22 septembre 2012

Pour pas un rond


André Amaro se la joue pour pas un rond, pour presque rien. Cent, deux cents, à peine plus, parfois rien. Même pas les frais pour l’essence et les péages. Ne surtout pas oublier les péages. Et il vient de très loin André. Il vient du Portugal, d'Aldea del Obispo, le village de l’évêque. Je ne sais pas de quel évêque, parce qu'Aldea del Obispo est tellement au milieu de rien que je ne vois pas ce qu’un évêque pourrait bien foutre dans ce trou. Et puis, Aldea del Obispo, j’étais persuadé que c’était côté espagnol, et pas au Portgual.
Aldea del Obispo, c’est à côté de Fuentes de Oñoro, là où Navalón avait ses toros, là où il faisait le zouave dans des tombes sans âge. 
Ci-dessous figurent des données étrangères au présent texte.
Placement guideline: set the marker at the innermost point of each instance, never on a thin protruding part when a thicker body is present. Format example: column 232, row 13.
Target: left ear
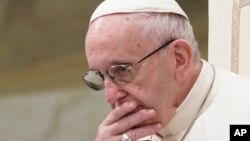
column 183, row 59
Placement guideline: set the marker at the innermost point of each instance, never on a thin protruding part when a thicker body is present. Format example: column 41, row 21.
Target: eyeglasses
column 120, row 74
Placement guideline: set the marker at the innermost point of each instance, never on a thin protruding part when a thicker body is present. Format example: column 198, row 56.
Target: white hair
column 162, row 27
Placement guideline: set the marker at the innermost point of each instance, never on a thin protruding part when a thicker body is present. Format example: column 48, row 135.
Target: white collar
column 187, row 111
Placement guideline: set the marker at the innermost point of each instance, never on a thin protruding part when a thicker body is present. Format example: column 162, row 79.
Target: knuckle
column 132, row 134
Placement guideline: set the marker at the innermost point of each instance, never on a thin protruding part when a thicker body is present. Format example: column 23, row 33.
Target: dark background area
column 42, row 42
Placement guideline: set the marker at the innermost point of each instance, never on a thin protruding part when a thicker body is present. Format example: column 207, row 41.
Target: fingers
column 133, row 120
column 119, row 112
column 141, row 132
column 130, row 119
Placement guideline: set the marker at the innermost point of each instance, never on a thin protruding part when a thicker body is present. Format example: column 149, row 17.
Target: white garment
column 228, row 103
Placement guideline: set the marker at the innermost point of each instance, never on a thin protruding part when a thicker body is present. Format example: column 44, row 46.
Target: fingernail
column 131, row 104
column 158, row 126
column 151, row 111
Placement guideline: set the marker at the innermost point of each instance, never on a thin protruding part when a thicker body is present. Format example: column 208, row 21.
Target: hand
column 120, row 121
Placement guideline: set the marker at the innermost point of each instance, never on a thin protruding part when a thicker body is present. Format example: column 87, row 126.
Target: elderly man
column 144, row 54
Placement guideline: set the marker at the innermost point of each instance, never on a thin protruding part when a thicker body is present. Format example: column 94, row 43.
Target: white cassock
column 227, row 103
column 217, row 99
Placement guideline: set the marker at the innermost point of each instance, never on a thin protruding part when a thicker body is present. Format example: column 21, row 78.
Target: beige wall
column 229, row 36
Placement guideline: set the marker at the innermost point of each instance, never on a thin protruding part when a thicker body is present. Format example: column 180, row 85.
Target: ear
column 183, row 56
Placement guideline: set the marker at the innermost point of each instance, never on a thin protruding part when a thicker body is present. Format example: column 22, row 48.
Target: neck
column 188, row 83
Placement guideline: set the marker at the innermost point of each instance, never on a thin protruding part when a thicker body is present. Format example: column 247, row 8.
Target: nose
column 113, row 92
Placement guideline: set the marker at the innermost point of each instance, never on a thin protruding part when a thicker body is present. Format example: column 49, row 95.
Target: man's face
column 114, row 40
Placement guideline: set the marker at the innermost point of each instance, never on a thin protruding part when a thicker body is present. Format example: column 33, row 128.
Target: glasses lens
column 120, row 74
column 94, row 80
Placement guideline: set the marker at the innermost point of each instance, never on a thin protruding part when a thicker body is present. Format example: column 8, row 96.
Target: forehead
column 112, row 39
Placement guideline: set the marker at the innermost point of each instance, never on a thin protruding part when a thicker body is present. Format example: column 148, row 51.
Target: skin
column 160, row 83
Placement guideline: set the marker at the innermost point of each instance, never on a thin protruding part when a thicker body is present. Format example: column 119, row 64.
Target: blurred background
column 42, row 96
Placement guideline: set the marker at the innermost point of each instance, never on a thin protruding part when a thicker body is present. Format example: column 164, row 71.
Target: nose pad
column 112, row 91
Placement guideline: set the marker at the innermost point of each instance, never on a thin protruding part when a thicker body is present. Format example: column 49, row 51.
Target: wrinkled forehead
column 113, row 38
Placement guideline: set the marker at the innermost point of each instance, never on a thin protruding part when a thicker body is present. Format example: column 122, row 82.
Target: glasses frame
column 128, row 68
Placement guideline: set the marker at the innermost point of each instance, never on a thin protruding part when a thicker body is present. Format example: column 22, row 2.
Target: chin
column 146, row 123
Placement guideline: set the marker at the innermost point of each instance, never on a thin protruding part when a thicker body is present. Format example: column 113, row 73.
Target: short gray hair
column 162, row 27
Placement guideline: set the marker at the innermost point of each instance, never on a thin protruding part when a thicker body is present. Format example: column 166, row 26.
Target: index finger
column 119, row 112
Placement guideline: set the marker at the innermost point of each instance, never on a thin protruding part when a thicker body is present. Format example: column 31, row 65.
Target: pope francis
column 144, row 55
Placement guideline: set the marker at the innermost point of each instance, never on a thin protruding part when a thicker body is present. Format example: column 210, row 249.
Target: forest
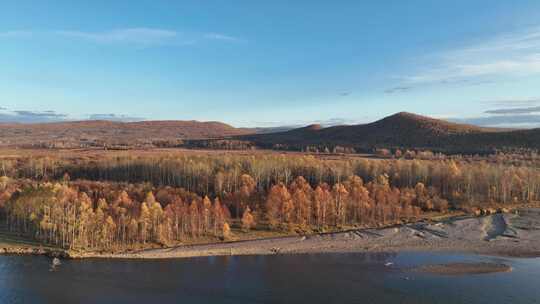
column 115, row 201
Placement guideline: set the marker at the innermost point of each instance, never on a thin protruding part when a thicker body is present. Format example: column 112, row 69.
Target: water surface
column 321, row 278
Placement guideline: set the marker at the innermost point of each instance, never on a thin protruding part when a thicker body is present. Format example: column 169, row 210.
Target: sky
column 270, row 63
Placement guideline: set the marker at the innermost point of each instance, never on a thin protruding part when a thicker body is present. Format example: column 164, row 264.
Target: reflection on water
column 324, row 278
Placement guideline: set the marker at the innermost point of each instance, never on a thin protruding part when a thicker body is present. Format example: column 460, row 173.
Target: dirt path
column 499, row 234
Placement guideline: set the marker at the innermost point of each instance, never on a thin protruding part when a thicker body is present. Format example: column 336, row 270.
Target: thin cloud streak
column 131, row 36
column 510, row 55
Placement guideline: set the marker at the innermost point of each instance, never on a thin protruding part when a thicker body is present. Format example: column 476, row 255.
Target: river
column 319, row 278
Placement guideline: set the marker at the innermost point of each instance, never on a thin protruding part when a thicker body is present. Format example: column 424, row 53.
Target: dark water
column 329, row 278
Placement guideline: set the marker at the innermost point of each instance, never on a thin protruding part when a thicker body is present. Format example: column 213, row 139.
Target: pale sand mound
column 464, row 268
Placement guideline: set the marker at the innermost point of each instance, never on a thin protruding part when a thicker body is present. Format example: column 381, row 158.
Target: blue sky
column 270, row 63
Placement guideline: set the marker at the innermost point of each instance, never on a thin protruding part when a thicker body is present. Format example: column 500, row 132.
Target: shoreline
column 508, row 235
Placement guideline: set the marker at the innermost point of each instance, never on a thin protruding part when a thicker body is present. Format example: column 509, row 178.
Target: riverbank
column 514, row 234
column 509, row 234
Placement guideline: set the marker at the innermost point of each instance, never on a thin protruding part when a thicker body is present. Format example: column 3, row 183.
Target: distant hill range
column 402, row 130
column 102, row 133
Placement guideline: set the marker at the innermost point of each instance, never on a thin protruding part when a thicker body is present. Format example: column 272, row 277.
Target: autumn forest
column 115, row 201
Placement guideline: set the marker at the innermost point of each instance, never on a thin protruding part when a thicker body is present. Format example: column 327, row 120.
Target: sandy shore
column 464, row 268
column 510, row 234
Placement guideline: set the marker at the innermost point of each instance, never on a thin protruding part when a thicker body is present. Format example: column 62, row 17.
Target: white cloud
column 216, row 36
column 133, row 36
column 15, row 34
column 509, row 55
column 130, row 35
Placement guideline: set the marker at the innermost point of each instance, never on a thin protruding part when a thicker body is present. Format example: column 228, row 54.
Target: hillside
column 404, row 130
column 109, row 133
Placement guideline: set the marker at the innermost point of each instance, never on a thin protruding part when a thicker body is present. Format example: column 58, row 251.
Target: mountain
column 403, row 130
column 102, row 132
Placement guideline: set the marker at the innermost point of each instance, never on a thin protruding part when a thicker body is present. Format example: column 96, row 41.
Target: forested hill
column 403, row 130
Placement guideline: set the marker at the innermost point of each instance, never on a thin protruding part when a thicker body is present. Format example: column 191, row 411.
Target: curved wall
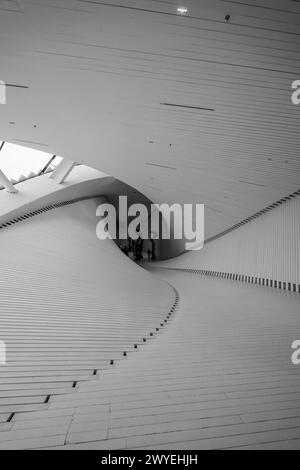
column 70, row 305
column 267, row 248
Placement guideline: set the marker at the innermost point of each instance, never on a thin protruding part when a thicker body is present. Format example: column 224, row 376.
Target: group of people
column 136, row 247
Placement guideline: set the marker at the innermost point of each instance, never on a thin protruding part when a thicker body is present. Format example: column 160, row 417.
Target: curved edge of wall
column 265, row 251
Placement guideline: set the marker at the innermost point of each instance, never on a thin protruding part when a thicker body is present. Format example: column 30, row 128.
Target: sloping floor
column 70, row 305
column 218, row 375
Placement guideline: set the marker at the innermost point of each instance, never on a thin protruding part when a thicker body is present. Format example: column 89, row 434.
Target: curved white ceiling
column 94, row 81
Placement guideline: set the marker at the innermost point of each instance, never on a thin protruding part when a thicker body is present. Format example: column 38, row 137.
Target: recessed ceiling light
column 182, row 11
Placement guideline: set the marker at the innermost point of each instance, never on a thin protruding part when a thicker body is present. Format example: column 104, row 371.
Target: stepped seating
column 70, row 306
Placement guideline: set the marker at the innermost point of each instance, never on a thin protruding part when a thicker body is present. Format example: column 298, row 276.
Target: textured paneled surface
column 69, row 305
column 99, row 80
column 267, row 247
column 219, row 375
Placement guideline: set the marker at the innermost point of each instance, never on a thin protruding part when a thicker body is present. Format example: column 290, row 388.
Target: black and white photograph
column 149, row 228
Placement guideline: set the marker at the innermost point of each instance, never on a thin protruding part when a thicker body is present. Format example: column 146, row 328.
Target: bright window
column 16, row 160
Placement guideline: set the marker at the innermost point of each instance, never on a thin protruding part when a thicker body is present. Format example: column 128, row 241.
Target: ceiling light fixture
column 182, row 11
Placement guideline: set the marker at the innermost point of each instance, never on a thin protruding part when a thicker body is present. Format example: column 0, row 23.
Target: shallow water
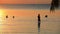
column 25, row 21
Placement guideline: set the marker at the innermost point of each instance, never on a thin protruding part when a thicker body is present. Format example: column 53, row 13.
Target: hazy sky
column 25, row 1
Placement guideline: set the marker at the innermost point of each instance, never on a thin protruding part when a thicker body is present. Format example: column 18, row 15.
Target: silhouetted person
column 7, row 16
column 13, row 17
column 54, row 5
column 39, row 22
column 46, row 16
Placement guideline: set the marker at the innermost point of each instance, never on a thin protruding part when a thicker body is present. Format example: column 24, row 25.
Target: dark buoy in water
column 7, row 16
column 46, row 16
column 13, row 17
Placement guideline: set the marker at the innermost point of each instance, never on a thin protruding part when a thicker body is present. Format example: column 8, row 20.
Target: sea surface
column 26, row 21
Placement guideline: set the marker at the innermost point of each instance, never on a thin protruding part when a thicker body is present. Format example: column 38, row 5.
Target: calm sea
column 25, row 21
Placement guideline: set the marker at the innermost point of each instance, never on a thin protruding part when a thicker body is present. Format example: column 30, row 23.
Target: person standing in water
column 39, row 22
column 13, row 17
column 7, row 16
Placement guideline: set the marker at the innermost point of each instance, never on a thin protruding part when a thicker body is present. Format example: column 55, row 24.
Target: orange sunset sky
column 25, row 1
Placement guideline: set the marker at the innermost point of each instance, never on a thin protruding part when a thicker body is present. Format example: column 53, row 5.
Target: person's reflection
column 39, row 22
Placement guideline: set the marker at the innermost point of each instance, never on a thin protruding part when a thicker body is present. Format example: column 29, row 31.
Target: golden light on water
column 1, row 15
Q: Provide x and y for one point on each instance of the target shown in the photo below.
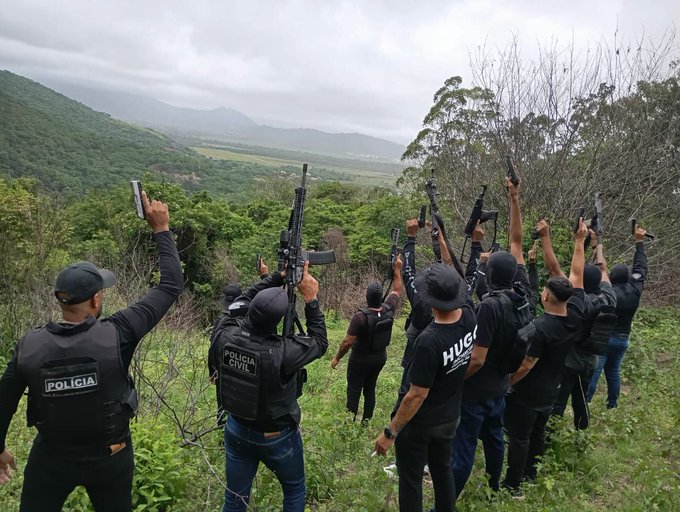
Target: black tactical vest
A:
(252, 385)
(79, 393)
(378, 334)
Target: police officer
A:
(368, 335)
(258, 383)
(80, 395)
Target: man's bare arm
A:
(549, 258)
(477, 360)
(527, 365)
(515, 222)
(408, 408)
(578, 260)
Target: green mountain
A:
(71, 148)
(228, 125)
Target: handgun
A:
(137, 196)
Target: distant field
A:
(350, 171)
(224, 154)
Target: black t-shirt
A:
(494, 332)
(358, 326)
(441, 355)
(550, 343)
(628, 294)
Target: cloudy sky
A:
(370, 66)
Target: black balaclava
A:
(267, 309)
(619, 274)
(500, 270)
(374, 295)
(592, 277)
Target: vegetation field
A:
(626, 461)
(342, 170)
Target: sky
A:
(367, 66)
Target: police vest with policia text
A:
(79, 393)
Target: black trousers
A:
(574, 384)
(362, 375)
(49, 479)
(415, 447)
(525, 430)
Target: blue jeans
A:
(483, 421)
(611, 364)
(282, 454)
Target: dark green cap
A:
(80, 281)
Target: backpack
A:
(603, 325)
(516, 350)
(379, 333)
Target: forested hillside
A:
(70, 148)
(64, 197)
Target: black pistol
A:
(137, 196)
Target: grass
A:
(626, 461)
(344, 170)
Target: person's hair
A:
(374, 295)
(560, 287)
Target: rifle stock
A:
(292, 258)
(421, 216)
(633, 228)
(512, 174)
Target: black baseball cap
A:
(441, 287)
(80, 281)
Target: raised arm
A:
(639, 274)
(578, 261)
(398, 282)
(549, 258)
(482, 286)
(300, 350)
(409, 273)
(601, 262)
(135, 321)
(515, 222)
(473, 261)
(532, 272)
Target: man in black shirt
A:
(258, 383)
(368, 335)
(421, 311)
(535, 385)
(483, 403)
(628, 284)
(425, 418)
(80, 395)
(581, 361)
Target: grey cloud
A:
(340, 66)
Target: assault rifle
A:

Pourtant, André m’a bien dit qu’il habitait à Aldea del Obispo… Portugal. Peut-être qu’il y en a deux, collés, un de chaque côté de la frontière. Un village à partager, comme pour Barrancos plus au sud. Je n’ai jamais fait vraiment attention.
Navalón habitait là, côté espagnol, juste après la grande route, juste après Ciudad Rodrigo. C'est à peu près tout ce que j'en sais.

Quelques kilomètres plus avant, il y a La Fuente de San Esteban et le restaurant El Cruce. Tous les types qui font le campo connaissent ça. Dans le coin habite Lucas, le mozo français de Juan del Álamo, et aussi Vicente Llorca, « el ganadero que no llegó a serlo »… Enfin, il l’a été, pas longtemps, et il ne l’est plus. Vicente a dû se pincer en me voyant au Cruce en plein mois d’août, direction Porto, Portugal.
À Porto, il n’y a aucun doute, rien à partager, rien à couper en deux, il y a juste l’océan à prendre en pleine poire.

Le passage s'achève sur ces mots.